Líderes americanos e iranianos estão falando um bocado uns sobre os outros quando deviam estar mais atentos a conversar uns com os outros. Os dois lados estão atirando farpas verbais contundentes com crescente freqüência enquanto a mídia especula sobre um possível ataque americano a instalações nucleares iranianas e os esforços persistentes dos líderes iranianos para fazer avançar a capacidade nuclear do país.

Impedir que o Irã se transforme numa potência nuclear é um objetivo bipartidário nos EUA compartilhado com quase todo o mundo, mas os riscos de uma guerra com o país são pouco discutidos pelos líderes e raramente mencionados pela mídia. Os americanos continuam a dissecar inutilmente os motivos para invadir o Iraque - quando já é tarde para fazer algo a respeito. Mas não debatem as conseqüências muito piores de um conflito com o Irã enquanto este ainda pode ser evitado.

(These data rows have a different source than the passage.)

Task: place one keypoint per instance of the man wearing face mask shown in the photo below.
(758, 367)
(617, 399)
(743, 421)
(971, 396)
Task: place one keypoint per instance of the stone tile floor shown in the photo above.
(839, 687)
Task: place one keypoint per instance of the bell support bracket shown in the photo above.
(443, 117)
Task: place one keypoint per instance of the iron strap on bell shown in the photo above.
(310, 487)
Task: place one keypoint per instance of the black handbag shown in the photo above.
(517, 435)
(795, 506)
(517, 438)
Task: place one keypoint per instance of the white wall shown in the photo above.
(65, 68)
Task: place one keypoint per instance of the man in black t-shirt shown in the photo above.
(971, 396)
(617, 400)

Não há dúvida de que, se o Irã desenvolvesse armas nucleares, desequilibraria ainda mais o Oriente Médio, colocaria amigos e aliados dos EUA em alto risco, disseminaria temores de repasse de armas nucleares a grupos terroristas, assustaria Israel e solaparia a autoridade americana na região.

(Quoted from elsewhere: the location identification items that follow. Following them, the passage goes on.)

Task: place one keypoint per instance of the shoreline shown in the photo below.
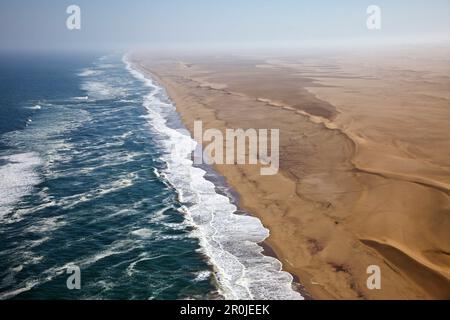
(327, 258)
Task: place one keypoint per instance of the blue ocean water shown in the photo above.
(95, 172)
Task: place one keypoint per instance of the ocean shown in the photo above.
(95, 172)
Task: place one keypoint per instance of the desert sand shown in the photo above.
(364, 157)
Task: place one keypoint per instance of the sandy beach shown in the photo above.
(364, 159)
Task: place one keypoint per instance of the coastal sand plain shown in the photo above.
(364, 159)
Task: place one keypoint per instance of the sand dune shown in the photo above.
(365, 160)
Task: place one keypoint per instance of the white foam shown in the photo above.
(89, 72)
(17, 178)
(229, 240)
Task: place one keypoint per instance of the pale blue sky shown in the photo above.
(120, 24)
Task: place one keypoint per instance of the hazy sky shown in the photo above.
(120, 24)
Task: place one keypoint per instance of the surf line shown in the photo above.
(238, 143)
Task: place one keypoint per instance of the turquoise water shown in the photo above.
(86, 171)
(96, 172)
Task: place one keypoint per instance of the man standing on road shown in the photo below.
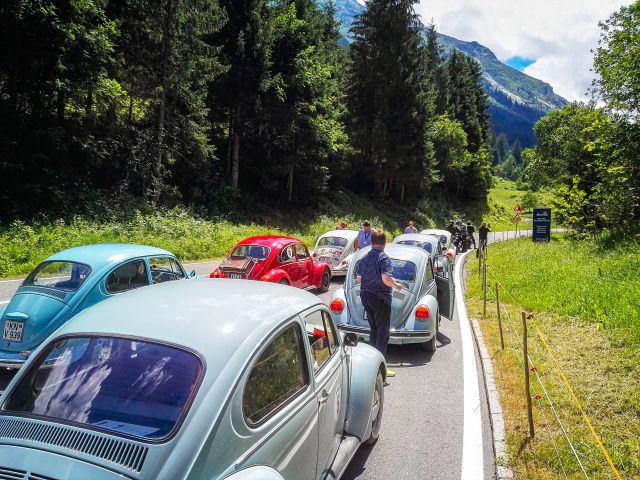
(376, 283)
(410, 228)
(364, 236)
(483, 234)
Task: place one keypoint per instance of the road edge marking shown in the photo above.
(472, 448)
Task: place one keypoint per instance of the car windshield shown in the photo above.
(61, 275)
(125, 386)
(417, 243)
(251, 251)
(403, 270)
(339, 242)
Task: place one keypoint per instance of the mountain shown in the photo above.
(516, 100)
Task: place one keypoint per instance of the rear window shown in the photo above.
(250, 251)
(66, 276)
(339, 242)
(125, 386)
(416, 243)
(403, 270)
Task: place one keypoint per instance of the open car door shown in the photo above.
(446, 287)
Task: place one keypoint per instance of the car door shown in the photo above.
(446, 288)
(306, 265)
(330, 380)
(289, 264)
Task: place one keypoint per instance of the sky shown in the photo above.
(547, 39)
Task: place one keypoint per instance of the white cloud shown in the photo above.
(558, 34)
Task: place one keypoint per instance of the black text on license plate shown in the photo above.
(13, 331)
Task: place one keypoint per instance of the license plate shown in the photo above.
(13, 331)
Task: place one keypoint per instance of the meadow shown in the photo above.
(584, 298)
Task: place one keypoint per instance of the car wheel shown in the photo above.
(377, 406)
(326, 281)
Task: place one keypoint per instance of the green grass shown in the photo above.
(585, 301)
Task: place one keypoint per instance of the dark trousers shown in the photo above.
(379, 317)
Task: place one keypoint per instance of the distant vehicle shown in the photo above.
(283, 260)
(72, 280)
(446, 240)
(336, 249)
(206, 379)
(430, 243)
(416, 310)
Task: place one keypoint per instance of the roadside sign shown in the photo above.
(541, 225)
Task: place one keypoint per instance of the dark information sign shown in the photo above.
(541, 225)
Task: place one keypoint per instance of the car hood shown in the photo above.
(41, 314)
(33, 463)
(402, 304)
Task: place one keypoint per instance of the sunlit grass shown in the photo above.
(584, 300)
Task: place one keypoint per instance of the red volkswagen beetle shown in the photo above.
(275, 259)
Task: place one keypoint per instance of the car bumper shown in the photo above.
(396, 337)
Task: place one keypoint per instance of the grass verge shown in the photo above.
(584, 302)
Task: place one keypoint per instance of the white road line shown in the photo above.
(472, 451)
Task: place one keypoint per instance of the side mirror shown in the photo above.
(351, 339)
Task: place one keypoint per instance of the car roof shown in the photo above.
(215, 317)
(414, 254)
(104, 254)
(276, 241)
(348, 234)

Ao mesmo tempo, um ataque ao Irã provavelmente causaria uma disparada nos preços do petróleo, alienaria muçulmanos, criaria um racha dentro da aliança da Organização do Tratado do Atlântico Norte (Otan), e acarretaria um aumento do terrorismo. Poderia inclusive motivar forças iranianas a cruzarem a fronteira do Iraque para atacar tropas americanas.

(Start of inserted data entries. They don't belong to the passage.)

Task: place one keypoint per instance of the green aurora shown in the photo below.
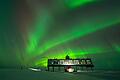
(57, 28)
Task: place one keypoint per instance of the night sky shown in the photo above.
(31, 31)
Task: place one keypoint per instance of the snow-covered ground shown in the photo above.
(16, 74)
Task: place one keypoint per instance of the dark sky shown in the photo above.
(31, 29)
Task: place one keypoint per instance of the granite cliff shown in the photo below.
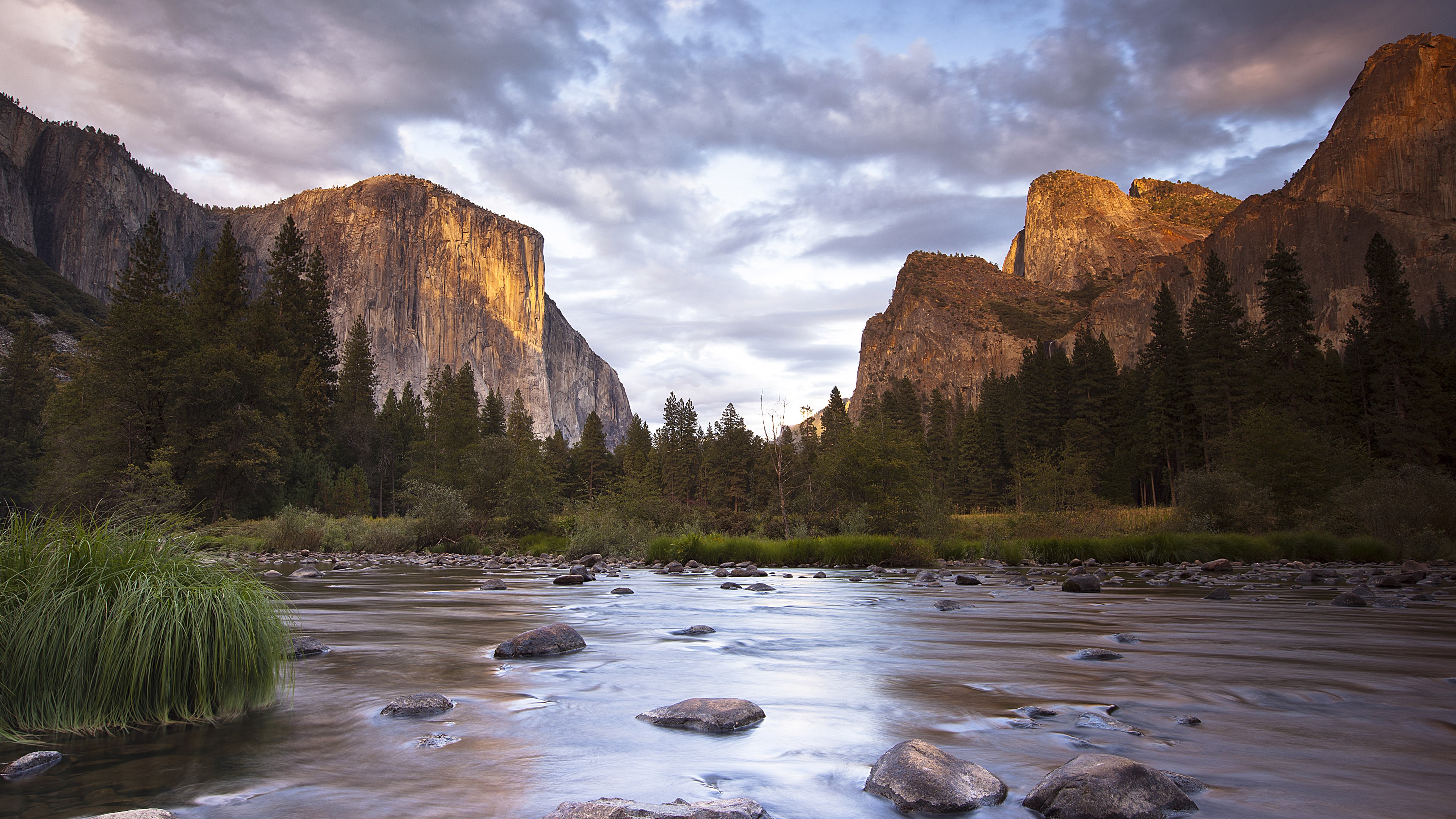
(1094, 257)
(439, 280)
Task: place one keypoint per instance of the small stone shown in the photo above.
(918, 776)
(707, 715)
(1100, 786)
(30, 764)
(417, 706)
(305, 646)
(1097, 655)
(1106, 723)
(557, 639)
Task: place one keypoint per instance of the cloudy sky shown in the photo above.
(727, 188)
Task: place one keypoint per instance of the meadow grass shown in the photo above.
(111, 624)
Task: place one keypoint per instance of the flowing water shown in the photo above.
(1307, 710)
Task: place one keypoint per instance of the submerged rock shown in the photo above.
(681, 810)
(555, 639)
(1101, 786)
(918, 776)
(1097, 655)
(705, 715)
(305, 646)
(417, 706)
(30, 764)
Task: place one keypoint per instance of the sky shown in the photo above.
(727, 188)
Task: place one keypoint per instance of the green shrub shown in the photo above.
(111, 624)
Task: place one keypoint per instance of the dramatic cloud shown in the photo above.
(727, 188)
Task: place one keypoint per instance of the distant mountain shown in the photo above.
(439, 280)
(1092, 256)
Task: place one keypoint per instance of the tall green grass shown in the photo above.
(113, 624)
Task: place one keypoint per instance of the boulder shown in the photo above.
(918, 776)
(1101, 786)
(1106, 723)
(704, 715)
(1097, 655)
(417, 706)
(681, 810)
(305, 646)
(555, 639)
(30, 764)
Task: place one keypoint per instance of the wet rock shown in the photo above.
(1097, 655)
(1186, 783)
(555, 639)
(705, 715)
(1100, 786)
(1106, 723)
(1083, 584)
(417, 706)
(918, 776)
(30, 764)
(305, 646)
(681, 810)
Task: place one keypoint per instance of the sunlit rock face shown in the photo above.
(1095, 257)
(439, 280)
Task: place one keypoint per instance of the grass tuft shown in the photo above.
(111, 624)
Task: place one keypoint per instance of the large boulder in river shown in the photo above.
(715, 716)
(555, 639)
(1101, 786)
(918, 776)
(681, 810)
(417, 706)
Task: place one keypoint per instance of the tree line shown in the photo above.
(210, 400)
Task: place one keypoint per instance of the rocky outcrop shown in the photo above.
(439, 280)
(1092, 257)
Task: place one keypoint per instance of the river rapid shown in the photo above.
(1305, 710)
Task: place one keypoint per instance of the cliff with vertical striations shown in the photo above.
(439, 280)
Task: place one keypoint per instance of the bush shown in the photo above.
(114, 624)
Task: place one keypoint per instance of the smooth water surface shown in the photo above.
(1307, 710)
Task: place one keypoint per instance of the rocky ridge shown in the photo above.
(439, 280)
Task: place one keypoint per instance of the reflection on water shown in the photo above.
(1307, 710)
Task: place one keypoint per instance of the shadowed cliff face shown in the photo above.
(439, 280)
(1388, 165)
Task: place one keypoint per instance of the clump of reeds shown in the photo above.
(111, 624)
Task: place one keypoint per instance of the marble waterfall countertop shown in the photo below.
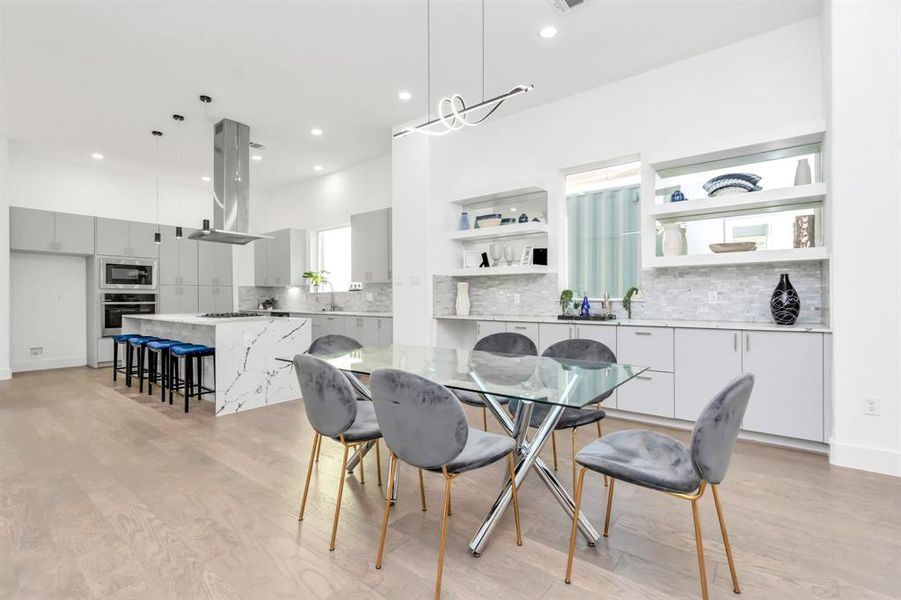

Diante dessas duas alternativas altamente perniciosas, os Estados Unidos deveriam tentar conversar com o regime iraniano sobre questões críticas para os dois lados. Essas conversas deveriam se estender muito além dos intercâmbios que Washington propôs a Teerã, limitados aos problemas de segurança americanos no Iraque (o Irã rejeitou essas conversas limitadas). Cúpulas com países opositores são uma grande tradição americana. O presidente Richard Nixon foi a Pequim apesar de a China estar ajudando o Vietnã do Norte em sua luta contra forças americanas.

O presidente Ronald Reagan proclamou a União Soviética "um império do mal", mas ainda assim negociou acordos com ela sobre controle de armas e outras questões. E a administração Bush fala com a Coréia do Norte, talvez o regime mais perigoso e paranóico do mundo. Os EUA nunca se limitaram a conversar apenas com seus amigos externos.

As conversações EUA-Irã deveriam se concentrar nas questões candentes. Para os EUA, estas incluem uma moratória na produção de materiais passíveis de uso em armas nucleares e a abertura do Irã a inspeções livres das suas instalações nucleares para a produção de energia pela Agência Internacional de Energia Atômica (AIEA). Além disso, a segurança regional exige que os iranianos parem de apoiar terroristas, em particular, o Hezbollah.

Como qualquer outro país que empreendeu a jornada para obter armas nucleares, a motivação principal do Irã certamente foi suas preocupações com a própria segurança, o que faz disso um tópico chave numa conversa com os EUA.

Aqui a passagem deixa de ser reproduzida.